Sarafina POV
The world didn't end when I opened my eyes, but it didn't stay the same either. Morning light bled through my curtains in thin gold lines, dust shimmering in the beam. My head felt wrong. Too full. Too loud. My pulse thudded against my throat with the rhythm of a second heartbeat, an echo I couldn't shake.
For a moment, I just lay there, breathing shallowly, trying not to think about everything that has been happening….
No. I couldn't bury it anymore.
The dream.
The vision.
Whatever it was.
That alley. Those shadows. That glint of metal. That voice calling me something I didn't understand.
And then, the eyes. Silver. Shinning.
A man emerging from the darkness as though he belonged to it.
His face was sharp, severe, carved out of winter and shadows. I remembered the way he looked at me, not with anger, not with recognition, but with something deeper. Something that crawled under my skin and stayed there.
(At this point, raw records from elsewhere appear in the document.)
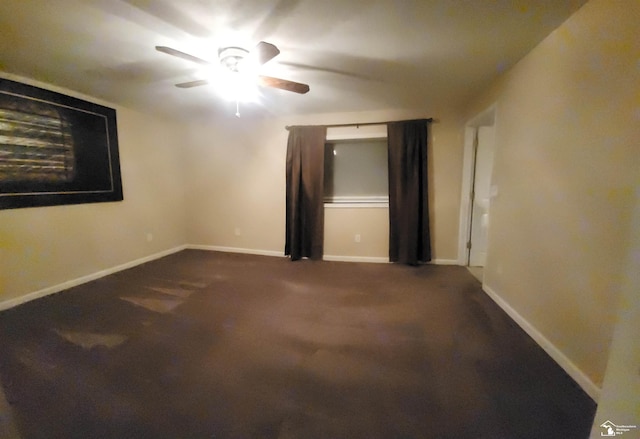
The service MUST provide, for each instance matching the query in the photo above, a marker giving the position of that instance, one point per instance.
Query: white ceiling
(356, 55)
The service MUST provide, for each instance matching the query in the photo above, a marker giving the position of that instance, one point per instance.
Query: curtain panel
(305, 192)
(409, 236)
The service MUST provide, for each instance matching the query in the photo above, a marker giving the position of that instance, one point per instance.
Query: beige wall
(45, 246)
(566, 167)
(236, 180)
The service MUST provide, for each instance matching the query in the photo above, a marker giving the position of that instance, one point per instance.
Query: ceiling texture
(356, 55)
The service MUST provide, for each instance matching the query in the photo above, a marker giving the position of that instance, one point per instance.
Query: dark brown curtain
(409, 239)
(305, 192)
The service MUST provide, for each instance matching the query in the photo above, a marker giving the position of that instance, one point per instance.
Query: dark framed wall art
(55, 149)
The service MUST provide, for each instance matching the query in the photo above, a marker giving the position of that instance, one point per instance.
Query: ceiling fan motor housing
(230, 57)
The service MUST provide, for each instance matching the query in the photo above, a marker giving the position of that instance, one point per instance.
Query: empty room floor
(215, 345)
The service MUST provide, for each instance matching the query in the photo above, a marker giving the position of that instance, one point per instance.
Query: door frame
(486, 117)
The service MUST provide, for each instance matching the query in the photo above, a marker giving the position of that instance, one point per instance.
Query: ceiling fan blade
(283, 84)
(174, 52)
(192, 83)
(265, 51)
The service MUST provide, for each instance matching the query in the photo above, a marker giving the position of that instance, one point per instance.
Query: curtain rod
(357, 125)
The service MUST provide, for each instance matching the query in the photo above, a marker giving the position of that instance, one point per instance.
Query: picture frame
(55, 149)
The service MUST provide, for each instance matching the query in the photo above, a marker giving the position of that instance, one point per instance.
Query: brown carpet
(213, 345)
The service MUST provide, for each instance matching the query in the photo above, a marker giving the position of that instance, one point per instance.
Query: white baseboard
(445, 262)
(249, 251)
(563, 361)
(336, 258)
(84, 279)
(370, 259)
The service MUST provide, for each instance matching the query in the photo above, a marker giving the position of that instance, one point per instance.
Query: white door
(481, 196)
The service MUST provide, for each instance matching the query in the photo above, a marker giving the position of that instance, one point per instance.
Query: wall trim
(371, 259)
(556, 354)
(249, 251)
(11, 303)
(445, 262)
(334, 258)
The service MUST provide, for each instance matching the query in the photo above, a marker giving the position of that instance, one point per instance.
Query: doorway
(477, 191)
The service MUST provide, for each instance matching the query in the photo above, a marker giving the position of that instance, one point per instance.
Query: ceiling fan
(237, 59)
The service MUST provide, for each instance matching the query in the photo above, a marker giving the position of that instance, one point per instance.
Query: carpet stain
(88, 340)
(156, 305)
(176, 292)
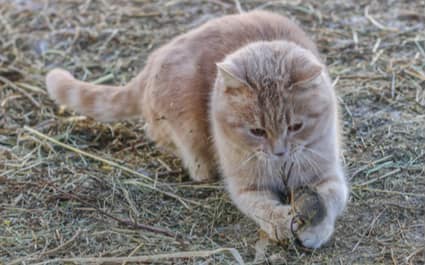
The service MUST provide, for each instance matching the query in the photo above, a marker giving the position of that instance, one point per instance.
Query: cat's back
(187, 64)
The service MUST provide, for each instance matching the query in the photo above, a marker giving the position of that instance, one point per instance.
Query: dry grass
(100, 193)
But I didn't know him. I'd never met him. I was sure of that.
So why did my chest feel tight whenever I thought about him?
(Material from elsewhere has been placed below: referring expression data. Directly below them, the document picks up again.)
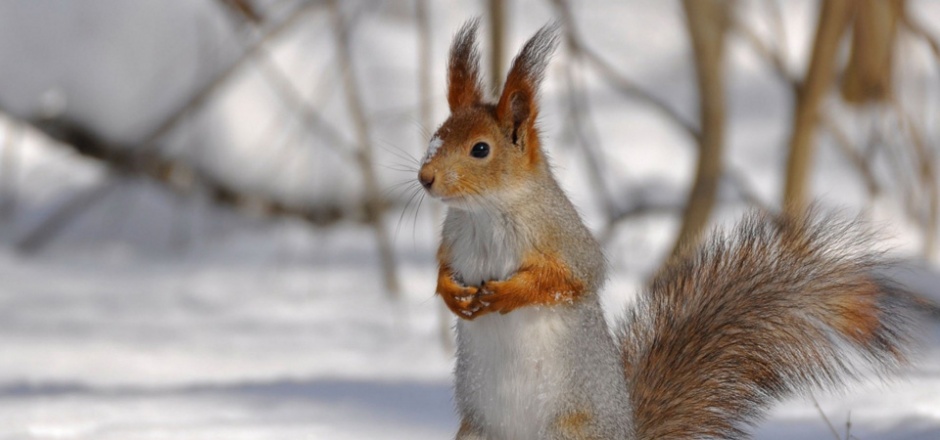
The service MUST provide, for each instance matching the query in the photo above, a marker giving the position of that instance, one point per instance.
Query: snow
(435, 144)
(157, 316)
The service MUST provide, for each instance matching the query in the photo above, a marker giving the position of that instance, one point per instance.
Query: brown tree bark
(833, 19)
(707, 22)
(869, 71)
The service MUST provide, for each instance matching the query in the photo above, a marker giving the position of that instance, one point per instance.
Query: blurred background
(210, 225)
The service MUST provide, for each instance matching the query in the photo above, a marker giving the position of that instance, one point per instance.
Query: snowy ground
(271, 330)
(285, 347)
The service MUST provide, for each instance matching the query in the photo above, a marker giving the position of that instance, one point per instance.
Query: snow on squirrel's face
(470, 158)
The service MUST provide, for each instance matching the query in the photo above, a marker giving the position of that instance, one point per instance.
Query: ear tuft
(463, 70)
(518, 107)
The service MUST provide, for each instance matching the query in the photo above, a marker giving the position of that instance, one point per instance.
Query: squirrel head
(485, 151)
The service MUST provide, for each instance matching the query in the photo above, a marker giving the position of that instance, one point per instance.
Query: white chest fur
(509, 364)
(509, 369)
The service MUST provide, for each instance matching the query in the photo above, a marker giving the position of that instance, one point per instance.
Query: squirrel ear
(463, 69)
(517, 108)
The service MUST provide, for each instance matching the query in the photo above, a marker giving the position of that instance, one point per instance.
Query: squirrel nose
(426, 179)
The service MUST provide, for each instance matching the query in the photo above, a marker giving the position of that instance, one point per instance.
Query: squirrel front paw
(463, 301)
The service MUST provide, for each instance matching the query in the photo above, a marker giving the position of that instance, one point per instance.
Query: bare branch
(200, 98)
(833, 19)
(707, 23)
(127, 161)
(616, 79)
(364, 156)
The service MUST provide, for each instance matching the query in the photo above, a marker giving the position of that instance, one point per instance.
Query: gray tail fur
(777, 307)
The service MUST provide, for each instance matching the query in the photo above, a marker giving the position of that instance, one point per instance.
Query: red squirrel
(778, 306)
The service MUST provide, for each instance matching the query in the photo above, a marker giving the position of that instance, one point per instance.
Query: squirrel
(780, 305)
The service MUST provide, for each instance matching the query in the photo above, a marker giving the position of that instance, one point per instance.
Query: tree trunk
(833, 18)
(707, 22)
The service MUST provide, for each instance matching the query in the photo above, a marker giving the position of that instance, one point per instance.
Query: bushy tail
(779, 306)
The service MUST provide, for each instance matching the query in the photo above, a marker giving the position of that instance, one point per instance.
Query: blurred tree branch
(833, 19)
(707, 21)
(364, 157)
(11, 140)
(496, 10)
(126, 161)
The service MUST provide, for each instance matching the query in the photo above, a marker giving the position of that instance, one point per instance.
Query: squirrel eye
(480, 150)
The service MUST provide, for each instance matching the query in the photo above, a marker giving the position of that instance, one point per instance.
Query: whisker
(414, 221)
(400, 153)
(401, 217)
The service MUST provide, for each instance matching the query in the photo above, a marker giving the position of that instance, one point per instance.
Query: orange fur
(542, 280)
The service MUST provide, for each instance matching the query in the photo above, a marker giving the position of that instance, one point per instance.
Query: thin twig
(578, 114)
(832, 428)
(200, 98)
(363, 155)
(617, 80)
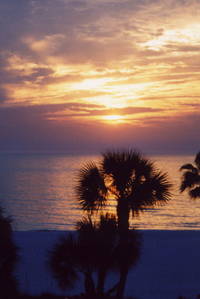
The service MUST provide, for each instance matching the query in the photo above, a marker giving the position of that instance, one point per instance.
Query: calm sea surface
(38, 192)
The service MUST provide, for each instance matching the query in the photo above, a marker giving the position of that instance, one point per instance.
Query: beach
(168, 267)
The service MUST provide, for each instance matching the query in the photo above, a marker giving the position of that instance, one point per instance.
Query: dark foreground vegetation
(103, 243)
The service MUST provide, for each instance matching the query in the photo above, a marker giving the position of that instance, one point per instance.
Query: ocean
(37, 192)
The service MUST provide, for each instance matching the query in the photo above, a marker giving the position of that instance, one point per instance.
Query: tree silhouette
(125, 176)
(96, 248)
(191, 178)
(132, 181)
(8, 259)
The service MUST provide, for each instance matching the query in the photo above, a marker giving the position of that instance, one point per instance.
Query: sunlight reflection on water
(38, 192)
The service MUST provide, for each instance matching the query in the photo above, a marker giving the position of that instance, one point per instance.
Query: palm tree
(87, 252)
(125, 176)
(95, 249)
(131, 180)
(191, 178)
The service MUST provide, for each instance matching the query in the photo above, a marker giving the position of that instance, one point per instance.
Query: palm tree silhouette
(125, 176)
(132, 181)
(191, 178)
(95, 249)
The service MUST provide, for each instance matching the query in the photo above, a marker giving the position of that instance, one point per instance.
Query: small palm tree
(87, 252)
(191, 178)
(96, 248)
(132, 181)
(125, 176)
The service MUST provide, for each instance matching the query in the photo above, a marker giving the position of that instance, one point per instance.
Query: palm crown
(125, 176)
(191, 178)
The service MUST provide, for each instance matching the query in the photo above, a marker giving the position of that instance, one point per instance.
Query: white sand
(169, 265)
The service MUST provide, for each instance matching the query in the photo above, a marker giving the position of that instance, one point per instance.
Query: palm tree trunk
(89, 284)
(101, 280)
(122, 283)
(123, 212)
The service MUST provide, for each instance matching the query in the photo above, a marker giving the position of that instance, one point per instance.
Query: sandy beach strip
(169, 265)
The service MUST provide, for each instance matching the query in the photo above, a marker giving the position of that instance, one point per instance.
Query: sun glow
(113, 118)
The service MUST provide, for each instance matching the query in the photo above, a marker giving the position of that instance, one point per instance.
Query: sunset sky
(85, 75)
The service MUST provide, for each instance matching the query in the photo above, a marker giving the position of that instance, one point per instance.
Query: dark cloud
(27, 129)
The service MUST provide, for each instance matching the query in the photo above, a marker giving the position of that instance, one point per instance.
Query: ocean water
(37, 191)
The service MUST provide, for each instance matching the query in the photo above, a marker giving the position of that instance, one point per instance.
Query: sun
(113, 118)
A shiver crept down my spine. I pushed myself upright, wincing at the dull ache pulsing behind my eyes. A migraine, I told myself. Just a migraine. And stress. So much stress that my brain was inventing strangers with glowing eyes.
I dragged a hand through my hair and swung my legs off the bed.
That's when I heard it.
A soft sound. Breathing,in my apartment. I froze.
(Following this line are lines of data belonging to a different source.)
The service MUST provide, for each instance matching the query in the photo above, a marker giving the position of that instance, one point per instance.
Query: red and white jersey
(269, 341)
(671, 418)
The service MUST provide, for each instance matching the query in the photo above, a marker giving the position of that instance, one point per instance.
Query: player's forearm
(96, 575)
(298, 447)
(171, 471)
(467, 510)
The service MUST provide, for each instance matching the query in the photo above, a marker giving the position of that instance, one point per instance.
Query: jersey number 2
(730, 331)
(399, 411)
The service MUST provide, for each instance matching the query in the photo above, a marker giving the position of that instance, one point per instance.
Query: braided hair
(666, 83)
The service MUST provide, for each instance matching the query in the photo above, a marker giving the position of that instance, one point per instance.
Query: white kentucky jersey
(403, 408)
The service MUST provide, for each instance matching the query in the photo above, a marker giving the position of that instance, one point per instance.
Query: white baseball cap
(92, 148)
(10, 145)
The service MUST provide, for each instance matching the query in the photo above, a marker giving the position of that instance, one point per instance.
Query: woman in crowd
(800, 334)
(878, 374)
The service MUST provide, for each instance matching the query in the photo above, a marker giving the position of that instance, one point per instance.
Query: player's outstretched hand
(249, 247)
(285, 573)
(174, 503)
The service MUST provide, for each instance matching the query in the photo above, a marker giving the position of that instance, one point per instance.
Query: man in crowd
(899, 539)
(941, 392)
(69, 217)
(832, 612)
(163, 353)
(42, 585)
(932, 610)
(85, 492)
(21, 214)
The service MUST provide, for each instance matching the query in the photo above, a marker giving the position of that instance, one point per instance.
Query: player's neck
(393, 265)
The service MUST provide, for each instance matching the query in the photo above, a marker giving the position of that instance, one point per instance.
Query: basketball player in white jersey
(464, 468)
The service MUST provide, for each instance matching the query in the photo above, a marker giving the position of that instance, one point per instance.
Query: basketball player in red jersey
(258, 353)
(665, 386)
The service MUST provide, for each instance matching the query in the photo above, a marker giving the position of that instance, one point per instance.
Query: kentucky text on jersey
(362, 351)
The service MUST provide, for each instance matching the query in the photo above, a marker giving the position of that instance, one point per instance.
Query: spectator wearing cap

Heart hammering, I tiptoed to the edge of the hallway and peeked into the living room. He was there.
Cassian.
Asleep on my couch, one arm draped over his eyes, chest rising and falling in a slow, exhausted rhythm. His clothes were different dark jacket, dark shirt rumpled like he'd been out all night. A faint smear of something dark stained his sleeve. Dirt? Soot? Something else entirely?
I swallowed hard.
Had I…? Had he been there when I fell asleep? I remembered him walking me home, sitting with me, I remembered him gently telling me I needed rest.
But I didn't remember him staying.
And I definitely didn't remember him coming back inside.
Did he leave?
Did he return?
Did he… go somewhere in the middle of the night?
My stomach tightened.
I stepped closer, my bare feet silent against the floor. "Cassian?"
He didn't stir.
I tried again, softer. "Cassian."
This time his breath hitched, just slightly, before he lowered his arm and blinked awake, slowly, as if dragging himself out of something deep.
When his eyes opened, they weren't their usual warm brown.
They were cold. Sharp. Alert.
Then they softened the moment he saw me.
"Sara…? Hey." He pushed himself upright, wincing like his muscles hurt. "Did I wake you?"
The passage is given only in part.